Nama : Rohma Dwi Maslakah           (120701093)









PROGRAM STUDI S1 KEPERAWATAN KELAS 1-B
SEKOLAH TINGGI ILMU KESEHATAN KABUPATEN JOMBANG
2012/2013
Kata Pengantar

            Puji syukur kehadirat Tuhan Yang Maha Kuasa atas segala limpahan Rahmat, Inayah, Taufik dan Hidayah-Nya sehingga kami dapat menyelesaikan penyusunan makalah tugas Bahasa Indonesia “Imunisasi TT pada Ibu hamil”.
       Harapan kami semoga makalah ini membantu menambah pengetahuan dan pengalaman bagi para pembaca, sehingga kami dapat memperbaiki bentuk maupun isi Makalah ini sehingga kedepannya dapat lebih baik.
       Makalah ini kami akui masih banyak kekurangan karena pengalaman yang kami miliki sangat kurang. Oleh kerena itu, kami harapkan kepada para pembaca untuk memberikan masukan-masukan yang bersifat membangun untuk kesempurnaan makalah ini.




Jombang, 8 Desember 2012


                                                                                                                                                                         Penyusun
                                                                                                                  











Daftar Isi


























BAB I
 PENDAHULUAN

A.    LATAR BELAKANG
Masa masa kehamilan adalah masa yang membahagiakan bagi pasangan suami istri, apalagi bagi pasangan muda atau baru saja menikah saat saat kehamilan adalah saat yang sangat ditunggu tunggu pastinya. saat seperti ini adalah saatnya sang ibu juga berganti penampilan. Ibu hamil juga harus menjaga kesehatannya dan ibu hamil mempunyai kebutuhan pada saat hamil.
Imunisasi adalah pemberian vaksin pada tubuh seseorang untuk memberikan perlindungan kepada kekebalan tubuh. Sangat penting untuk mencoba menghindari pajanan infeksi yang dapat berbahaya bagi ibu dan janin selama kehamilan.

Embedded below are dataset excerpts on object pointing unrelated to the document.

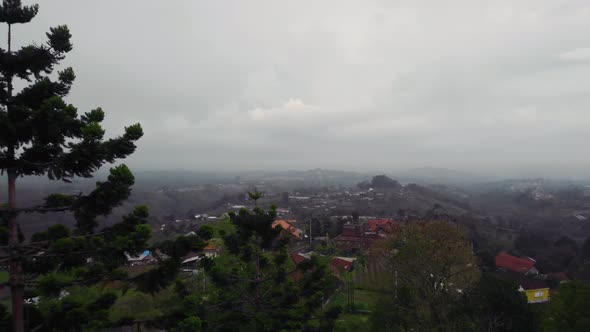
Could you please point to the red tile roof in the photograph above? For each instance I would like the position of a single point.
(516, 264)
(297, 258)
(342, 263)
(287, 227)
(384, 224)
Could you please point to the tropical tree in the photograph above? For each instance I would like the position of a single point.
(42, 135)
(427, 266)
(254, 285)
(495, 304)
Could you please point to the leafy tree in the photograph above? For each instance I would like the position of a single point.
(205, 232)
(495, 304)
(42, 135)
(569, 309)
(252, 286)
(433, 263)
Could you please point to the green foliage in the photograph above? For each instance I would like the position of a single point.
(205, 232)
(426, 266)
(569, 309)
(495, 304)
(189, 324)
(82, 309)
(250, 287)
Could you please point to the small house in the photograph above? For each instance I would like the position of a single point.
(524, 266)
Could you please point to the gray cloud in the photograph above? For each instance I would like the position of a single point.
(499, 87)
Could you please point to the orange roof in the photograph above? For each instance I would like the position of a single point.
(287, 227)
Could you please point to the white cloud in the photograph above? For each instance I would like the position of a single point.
(577, 54)
(422, 82)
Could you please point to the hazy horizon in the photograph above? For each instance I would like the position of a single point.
(375, 86)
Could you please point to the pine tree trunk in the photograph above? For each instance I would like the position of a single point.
(17, 289)
(16, 283)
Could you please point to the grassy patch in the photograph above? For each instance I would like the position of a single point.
(223, 227)
(363, 299)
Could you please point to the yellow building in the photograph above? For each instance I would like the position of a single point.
(536, 291)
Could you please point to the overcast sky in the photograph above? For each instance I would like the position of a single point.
(497, 87)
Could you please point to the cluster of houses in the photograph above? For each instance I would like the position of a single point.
(360, 236)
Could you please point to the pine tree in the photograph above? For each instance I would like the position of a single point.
(42, 135)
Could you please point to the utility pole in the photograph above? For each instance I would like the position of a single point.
(310, 231)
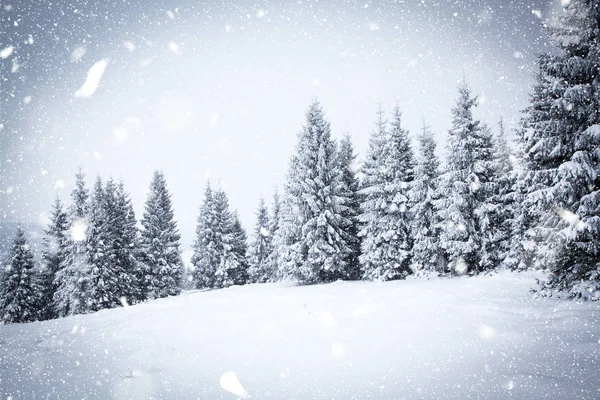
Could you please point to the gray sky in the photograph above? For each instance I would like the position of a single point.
(219, 89)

Vaksinasi juga penting dilakukan bagi pasangan yang merencanakan kehamilan. Imunisasi yang rutin dilakukan selama kehamilan sebaiknya ditunda sampai triwulan kedua atau ketiga karena kemungkinan teratogen (membuat cacat) bagi janin.
Waktu terbaik untuk membicarakan tentang imunisasi adalah ketika sedang merencanakan kehamilan. Apabila ketika sedang hamil seorang wanita terkena penyakit tertentu maka tergantung dari situasinya, apakah akan diberikan vaksinasi dipertimbangkan dari untung dan ruginya.

B.    RUMUSAN MASALAH
1.     Apa yang dimaksud imunisasi TT ?
2.    Apa manfaat imunisasi TT untuk wanita hamil ?
3.    Apa saja jenis imunisasi yang dibutuhkan wanita hamil ?
4.    Apa efek samping pemberian imunisasi TT pada wanita hamil ?

C.   TUJUAN PENULISAN
1.     Untuk mengetahui pengertian imunisasi TT
2.    Untuk mengetahui manfaat pemberian imunisasi untuk wanita hamil
3.    Untuk mengetahui jenis imunisasi yang dibutuhkan wanita hamil
4.    Untuk mengetahui efek samping pemberian imunisasi TT pada wanita hamil


BAB II

PEMBAHASAN


A.    PENGERTIAN IMUNISASI TT

Imunisasi Tetanus Toksoid adalah proses untuk membangun kekebalan sebagai upaya pencegahan terhadap infeksi tetanus (Bidanlia, 2010). Vaksin jerap TT (Tetanus Toksoid) adalah vaksin yang mengandung toksoid tetanus yang telah dimurnikan dan terabsorpsi kedalam 3 mg/ml aluminium fosfot.  Thimersol 0,1 mg/ml digunakan sebagai pengawet.  Satu dosis 0,5 ml vaksin mengandung potensi sedikitnya 40 IU dipergunakan untuk mencegah tetanus pada bayi yang baru lahir dengan mengimunisasi WUS atau ibu hamil, juga untuk pencegahan tetanus pada ibu bayi (Depkes RI, 2006).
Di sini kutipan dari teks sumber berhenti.